Autor über AfD-Tendenzen der CDU: „Das ist einfach nur saugefährlich“

taz: Herr Semsrott, Sie haben im Buch „Machtübernahme“ den autoritären Umbau durchgespielt, zu dem es kommen könnte, wenn die AfD regiert. Im taz-Interview sagten sie damals, die Rechtsextremen an der Macht wären wie „Seehofer auf Speed“. Ist nun schon CDU-Chef Friedrich Merz auf Speed?

Arne Semsrott: Tatsächlich ist es so, dass die Union jetzt mindestens im Bereich Asyl und Migration, aber auch in anderen Bereichen, auf Seehofers Speedkurs ist und damit letztlich auch auf AfD-Kurs. Das ist grundsätzlich vielleicht nicht überraschend, aber die Geschwindigkeit, mit der das passiert, schon.

taz: Sie wiesen zuletzt darauf hin, dass immer mehr Teile Ihres Buches bereits von der Union umgesetzt werden. Welche Bereiche sind besonders betroffen?

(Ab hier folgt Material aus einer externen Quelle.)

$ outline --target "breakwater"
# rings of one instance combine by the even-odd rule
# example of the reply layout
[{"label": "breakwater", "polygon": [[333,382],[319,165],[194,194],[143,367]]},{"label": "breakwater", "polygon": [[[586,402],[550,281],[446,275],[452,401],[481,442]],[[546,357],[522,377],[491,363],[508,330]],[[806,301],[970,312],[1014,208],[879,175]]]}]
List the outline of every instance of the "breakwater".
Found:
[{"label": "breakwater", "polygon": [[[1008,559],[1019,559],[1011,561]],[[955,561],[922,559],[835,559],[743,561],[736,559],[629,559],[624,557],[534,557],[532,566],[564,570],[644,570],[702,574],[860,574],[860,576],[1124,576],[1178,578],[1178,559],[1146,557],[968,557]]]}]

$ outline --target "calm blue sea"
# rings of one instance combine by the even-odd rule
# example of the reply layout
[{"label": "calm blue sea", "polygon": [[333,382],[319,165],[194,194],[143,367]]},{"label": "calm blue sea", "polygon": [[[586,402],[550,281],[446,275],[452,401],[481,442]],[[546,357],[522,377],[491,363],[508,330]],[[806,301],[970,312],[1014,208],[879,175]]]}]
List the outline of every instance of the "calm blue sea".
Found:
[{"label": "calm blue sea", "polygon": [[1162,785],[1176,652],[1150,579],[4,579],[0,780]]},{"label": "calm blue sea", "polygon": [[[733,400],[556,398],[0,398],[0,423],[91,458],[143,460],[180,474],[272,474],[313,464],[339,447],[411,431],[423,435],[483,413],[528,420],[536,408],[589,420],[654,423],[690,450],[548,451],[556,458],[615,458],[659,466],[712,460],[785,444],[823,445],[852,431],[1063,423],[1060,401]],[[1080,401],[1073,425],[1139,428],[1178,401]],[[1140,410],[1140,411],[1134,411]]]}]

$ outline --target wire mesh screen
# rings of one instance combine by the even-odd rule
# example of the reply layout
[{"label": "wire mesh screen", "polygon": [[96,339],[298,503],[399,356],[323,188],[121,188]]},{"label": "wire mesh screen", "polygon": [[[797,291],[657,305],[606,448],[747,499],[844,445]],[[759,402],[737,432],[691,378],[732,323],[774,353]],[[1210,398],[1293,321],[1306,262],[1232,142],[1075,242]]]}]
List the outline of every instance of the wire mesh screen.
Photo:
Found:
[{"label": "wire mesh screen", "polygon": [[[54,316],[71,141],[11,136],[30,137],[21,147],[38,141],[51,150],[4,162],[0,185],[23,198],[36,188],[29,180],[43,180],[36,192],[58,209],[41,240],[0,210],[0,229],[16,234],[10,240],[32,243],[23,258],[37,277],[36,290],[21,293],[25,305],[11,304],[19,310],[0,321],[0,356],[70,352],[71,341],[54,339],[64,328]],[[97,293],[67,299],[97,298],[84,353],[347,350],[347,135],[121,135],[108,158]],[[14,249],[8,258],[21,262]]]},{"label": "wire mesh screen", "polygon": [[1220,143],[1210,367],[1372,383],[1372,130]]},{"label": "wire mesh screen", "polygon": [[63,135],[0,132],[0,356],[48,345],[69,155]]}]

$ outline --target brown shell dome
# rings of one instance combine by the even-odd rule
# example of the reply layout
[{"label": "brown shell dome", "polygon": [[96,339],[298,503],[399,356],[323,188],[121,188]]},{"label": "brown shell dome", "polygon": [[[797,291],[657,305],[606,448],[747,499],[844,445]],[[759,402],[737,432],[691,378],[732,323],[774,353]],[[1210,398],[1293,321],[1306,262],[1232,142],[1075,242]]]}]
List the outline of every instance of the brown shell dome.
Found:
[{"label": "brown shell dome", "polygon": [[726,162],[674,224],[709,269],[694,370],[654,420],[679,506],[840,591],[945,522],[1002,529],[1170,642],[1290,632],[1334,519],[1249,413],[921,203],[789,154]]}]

Semsrott: Überall dort, wo Rassismus und Klassismus auf unterschiedliche Arten in Erscheinung treten. Also Bereiche, in denen es darum geht, eine Unterscheidung zu treffen zwischen einer Normalbevölkerung und anderen Gruppen, die man als nicht zugehörig empfindet. Betroffen sind Menschen, die als nicht originär deutsch definiert werden, aber auch solche, die, aus welchen Gründen auch immer, erwerbslos sind.



Bild: Reuters


Im Interview: Arne Semsrott

Journalist und Aktivist, leitet das Informationsfreiheits-Projekt „Frag den Staat“ und sitzt im Vorstand von Lobbycontrol. Sein Buch „Machtübernahme“ (2024) wird auch auf der Bühne aufgeführt, das nächste Mal am 20. März im Berliner Mehringhoftheater.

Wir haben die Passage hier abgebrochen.